Revenons sur le procédé et sur les réactions
Le président de l'université de St Denis, Pierre Lunel, a décidé de fermer la fac jusqu'au 24 avril et donc de mettre à la porte les étudiants, enseignants et personnels mobilisés depuis plus d'un mois. Il assure ainsi ses arrières en abondant dans le sens de ses supérieurs. M. le Président n'a aucune justification hormis des hypothétiques futurs problèmes de sécurité! Cela est à l'image de la frilosité ambiante où le "tout préventif" justifie bien des décisions arbitraires. A tant rechercher le risque zéro, M. Lunel, vous venez à confondre prévention et répression.
Jeudi 6 avril
8h : Blocage de l’université par les étudiants
15h30 : Les couloirs sont quasi déserts (aucun accès aux bâtiments). La plupart des étudiants mobilisés est partie en action dans Paris. Je suis alors avec quelques enseignants et personnels de l’UFR 4 (histoire, littérature, sociologie). Nous obtenons des vigiles l’accès au bâtiment de cette UFR (pour avoir accès aux ordinateurs et faire de l’information).
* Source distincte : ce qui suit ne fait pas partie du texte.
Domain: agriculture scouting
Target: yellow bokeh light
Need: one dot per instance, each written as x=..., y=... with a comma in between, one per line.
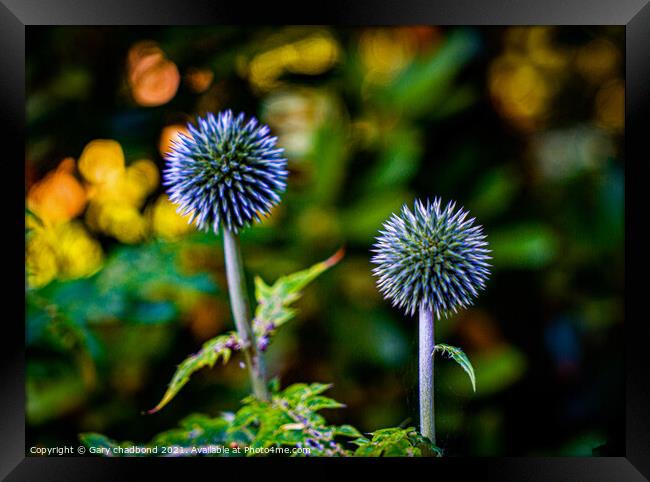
x=64, y=251
x=154, y=79
x=59, y=196
x=125, y=223
x=102, y=161
x=312, y=55
x=519, y=91
x=386, y=52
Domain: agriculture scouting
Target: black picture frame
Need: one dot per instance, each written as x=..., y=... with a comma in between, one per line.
x=17, y=15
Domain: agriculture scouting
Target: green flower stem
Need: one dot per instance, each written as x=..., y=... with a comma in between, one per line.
x=426, y=347
x=241, y=313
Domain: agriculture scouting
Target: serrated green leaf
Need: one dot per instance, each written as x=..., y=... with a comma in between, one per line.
x=273, y=301
x=459, y=357
x=347, y=431
x=211, y=351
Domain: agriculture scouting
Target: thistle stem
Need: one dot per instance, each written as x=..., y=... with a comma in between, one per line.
x=426, y=347
x=241, y=312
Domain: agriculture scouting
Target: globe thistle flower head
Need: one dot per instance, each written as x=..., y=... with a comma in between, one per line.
x=431, y=256
x=227, y=170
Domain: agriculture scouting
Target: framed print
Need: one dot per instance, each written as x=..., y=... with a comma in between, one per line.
x=368, y=234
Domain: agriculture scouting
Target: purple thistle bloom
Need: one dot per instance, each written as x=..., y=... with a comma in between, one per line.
x=227, y=170
x=432, y=256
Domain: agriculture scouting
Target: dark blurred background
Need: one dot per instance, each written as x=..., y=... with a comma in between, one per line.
x=523, y=126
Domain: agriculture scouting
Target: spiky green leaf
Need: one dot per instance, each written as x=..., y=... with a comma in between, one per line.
x=459, y=357
x=273, y=302
x=211, y=351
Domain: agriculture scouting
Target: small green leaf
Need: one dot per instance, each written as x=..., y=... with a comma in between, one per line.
x=347, y=431
x=459, y=357
x=273, y=301
x=211, y=351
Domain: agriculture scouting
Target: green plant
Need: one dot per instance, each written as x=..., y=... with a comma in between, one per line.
x=432, y=260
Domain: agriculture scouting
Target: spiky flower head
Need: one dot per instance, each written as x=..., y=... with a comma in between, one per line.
x=432, y=256
x=227, y=170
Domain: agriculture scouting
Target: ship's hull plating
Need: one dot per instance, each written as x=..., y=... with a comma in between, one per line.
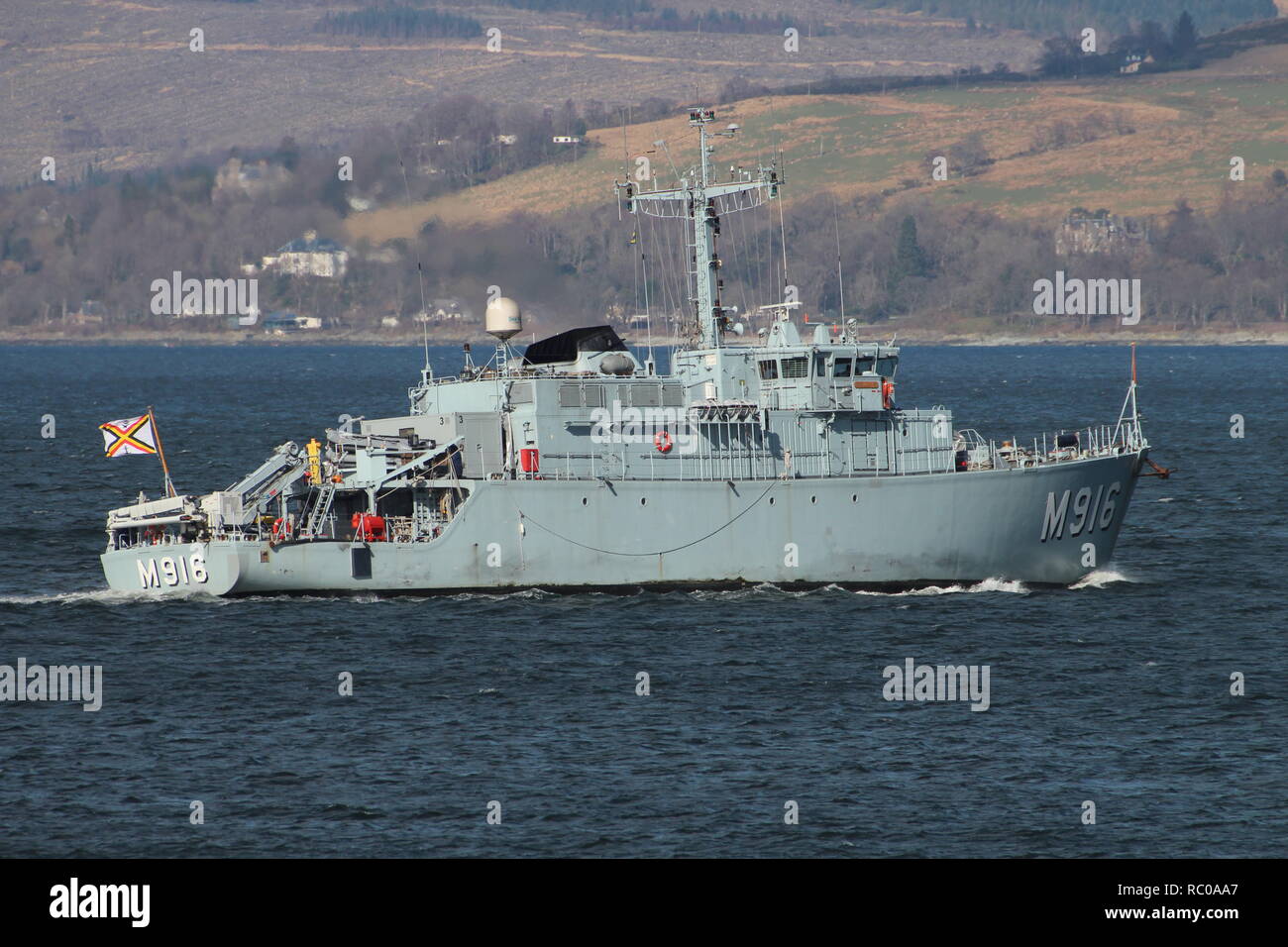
x=926, y=528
16h30: Des sirènes retentissent. Les pompiers nous disent « faire des tests ». Que nenni ! Ils évacuent les bâtiments. Nous apprenons ainsi par les techniciens mandatés que le président a décidé de fermer l’université pendant 15 jours (y compris la bibliothèque, le bocal informatique, les labos des enseignants chercheurs, les bureaux du personnel etc.)
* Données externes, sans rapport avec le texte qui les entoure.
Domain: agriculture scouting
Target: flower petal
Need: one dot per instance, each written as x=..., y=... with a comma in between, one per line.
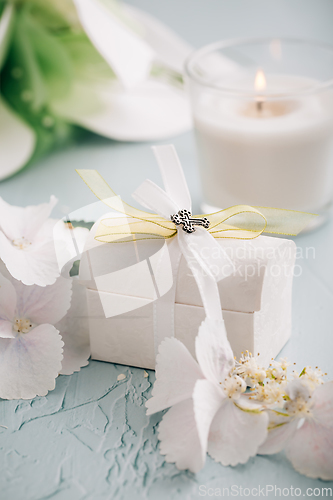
x=179, y=440
x=281, y=428
x=30, y=363
x=129, y=55
x=24, y=222
x=207, y=400
x=74, y=329
x=235, y=434
x=311, y=451
x=311, y=448
x=69, y=243
x=14, y=131
x=170, y=48
x=153, y=110
x=34, y=265
x=7, y=299
x=47, y=304
x=176, y=375
x=213, y=350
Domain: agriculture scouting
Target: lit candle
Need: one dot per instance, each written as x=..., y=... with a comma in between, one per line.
x=274, y=148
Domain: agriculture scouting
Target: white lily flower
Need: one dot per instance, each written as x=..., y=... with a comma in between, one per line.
x=31, y=348
x=74, y=330
x=305, y=428
x=27, y=243
x=209, y=411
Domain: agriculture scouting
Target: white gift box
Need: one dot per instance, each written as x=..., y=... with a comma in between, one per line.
x=122, y=286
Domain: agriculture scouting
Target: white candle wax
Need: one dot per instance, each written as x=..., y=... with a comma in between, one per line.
x=279, y=153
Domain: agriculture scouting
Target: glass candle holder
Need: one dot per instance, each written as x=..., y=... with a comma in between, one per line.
x=263, y=118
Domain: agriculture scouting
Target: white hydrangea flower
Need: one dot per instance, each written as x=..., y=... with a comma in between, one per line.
x=209, y=411
x=248, y=369
x=31, y=348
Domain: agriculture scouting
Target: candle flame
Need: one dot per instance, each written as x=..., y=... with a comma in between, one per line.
x=260, y=81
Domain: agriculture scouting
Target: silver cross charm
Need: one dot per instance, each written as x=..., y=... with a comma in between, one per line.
x=184, y=218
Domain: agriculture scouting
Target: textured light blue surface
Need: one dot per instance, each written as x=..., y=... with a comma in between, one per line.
x=90, y=438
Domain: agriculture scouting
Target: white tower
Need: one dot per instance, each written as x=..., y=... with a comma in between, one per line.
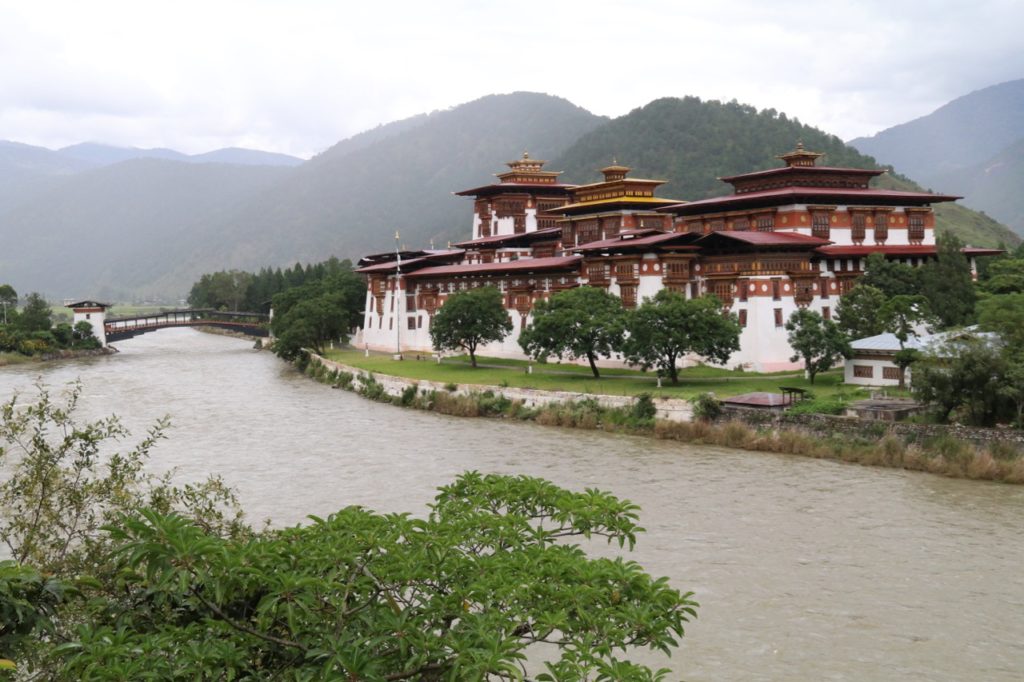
x=94, y=313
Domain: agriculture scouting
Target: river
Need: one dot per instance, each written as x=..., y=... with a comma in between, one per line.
x=805, y=569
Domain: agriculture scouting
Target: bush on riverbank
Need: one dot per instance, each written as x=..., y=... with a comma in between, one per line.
x=944, y=455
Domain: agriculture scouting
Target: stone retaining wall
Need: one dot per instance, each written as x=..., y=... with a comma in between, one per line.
x=824, y=425
x=670, y=409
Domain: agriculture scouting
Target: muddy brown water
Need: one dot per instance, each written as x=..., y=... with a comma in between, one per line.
x=805, y=569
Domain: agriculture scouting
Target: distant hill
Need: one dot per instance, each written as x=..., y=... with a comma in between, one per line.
x=150, y=227
x=993, y=185
x=691, y=142
x=104, y=155
x=351, y=199
x=26, y=169
x=972, y=146
x=965, y=132
x=111, y=231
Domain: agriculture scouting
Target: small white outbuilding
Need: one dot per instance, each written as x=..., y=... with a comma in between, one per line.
x=871, y=363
En soirée : Les mails abondent. Chacun réfléchi à la stratégie à adopter vis-à-vis de cette fermeture arbitraire. Des élus du CA s’insurgent mais aucune réponse ne proviendra du président (hormis un mail informatif sur la fermeture administrative).
Vendredi 7 avril
10h30 : Impossible de joindre le président, celui-ci est "malade" ! La mairie nous prête une salle pour tenir notre Assemblée Générale. Nous nous y rendons, escortés par les CRS. Slogan : Chirac, Lunel : démission !
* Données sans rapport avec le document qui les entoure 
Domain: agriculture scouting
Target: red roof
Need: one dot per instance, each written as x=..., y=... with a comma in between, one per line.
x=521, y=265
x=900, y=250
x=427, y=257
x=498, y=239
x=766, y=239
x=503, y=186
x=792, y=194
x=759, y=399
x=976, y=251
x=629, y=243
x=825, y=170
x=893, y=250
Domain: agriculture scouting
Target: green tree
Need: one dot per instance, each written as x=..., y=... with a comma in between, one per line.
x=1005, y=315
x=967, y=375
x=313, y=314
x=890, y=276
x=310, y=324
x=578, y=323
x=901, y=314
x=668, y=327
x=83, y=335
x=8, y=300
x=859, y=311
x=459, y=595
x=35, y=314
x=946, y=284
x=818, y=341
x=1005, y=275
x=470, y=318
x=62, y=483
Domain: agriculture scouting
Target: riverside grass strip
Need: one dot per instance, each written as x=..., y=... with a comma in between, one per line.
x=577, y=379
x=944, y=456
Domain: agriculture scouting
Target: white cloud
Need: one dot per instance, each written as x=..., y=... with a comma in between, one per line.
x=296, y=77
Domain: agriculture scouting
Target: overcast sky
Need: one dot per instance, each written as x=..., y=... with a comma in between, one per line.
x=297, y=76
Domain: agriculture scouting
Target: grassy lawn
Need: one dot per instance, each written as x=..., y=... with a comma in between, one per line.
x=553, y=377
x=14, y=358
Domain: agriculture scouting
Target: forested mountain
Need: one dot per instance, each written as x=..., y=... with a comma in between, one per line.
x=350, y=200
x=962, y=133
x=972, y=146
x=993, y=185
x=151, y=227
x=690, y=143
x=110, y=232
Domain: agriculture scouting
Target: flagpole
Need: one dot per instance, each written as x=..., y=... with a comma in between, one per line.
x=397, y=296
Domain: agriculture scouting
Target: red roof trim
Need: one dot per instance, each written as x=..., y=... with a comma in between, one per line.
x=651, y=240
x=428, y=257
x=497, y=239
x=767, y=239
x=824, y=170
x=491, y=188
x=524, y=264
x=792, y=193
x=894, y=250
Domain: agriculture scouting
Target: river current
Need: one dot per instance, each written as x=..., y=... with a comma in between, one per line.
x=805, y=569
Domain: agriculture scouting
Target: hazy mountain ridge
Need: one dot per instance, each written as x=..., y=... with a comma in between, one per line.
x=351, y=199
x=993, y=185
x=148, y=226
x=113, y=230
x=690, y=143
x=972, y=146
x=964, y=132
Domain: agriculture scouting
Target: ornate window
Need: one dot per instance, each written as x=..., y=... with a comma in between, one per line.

Tout le monde est scandalisé par l’attitude du président. Une tribune est votée. Objectif : Envoyer la tribune à la presse, demander le soutien des autres universités et convoquer la presse pour une conférence lundi après-midi. Il est convenu avec l’université de Censier que, durant les vacances, les mobilisés se retrouveront là-bas pour poursuivre le mouvement. M. Lunel se dit « de gauche », M. Lunel déclare soutenir la mobilisation, M. Lunel se dit outré des mesures ultra libérales prises par le gouvernement donc, logique, M. Lunel décide de couper l’herbe sous les pieds des personnels, enseignants et étudiants, mobilisés ou non. Vous pensiez que la démocratie pénétrait les murs d’une université ? Vous pensiez que les mesures autoritaires, arbitraires et unilatérales ne rimaient qu’avec décisions gouvernementales et patronales ? Ce qui est dommage, M. Lunel, c’est que par cette attitude vous vous attirez les foudres de tous et de chacun en nous privant d'un lieu d'études et de recherche, de rencontre et de réflexion. Et dire qu’il y a quelques semaines à peine vous nous disiez « vous savez, je suis un homme de dialogue » !
Aux dernières nouvelles (AG de vendredi) il est prévu de se réunir Lundi 10 avril à 10h à Censier pour préparer la conférence de presse qui aura lieu à 14h à Paris VIII. La présence de chacun est indispensable, la masse sera notre légitimité.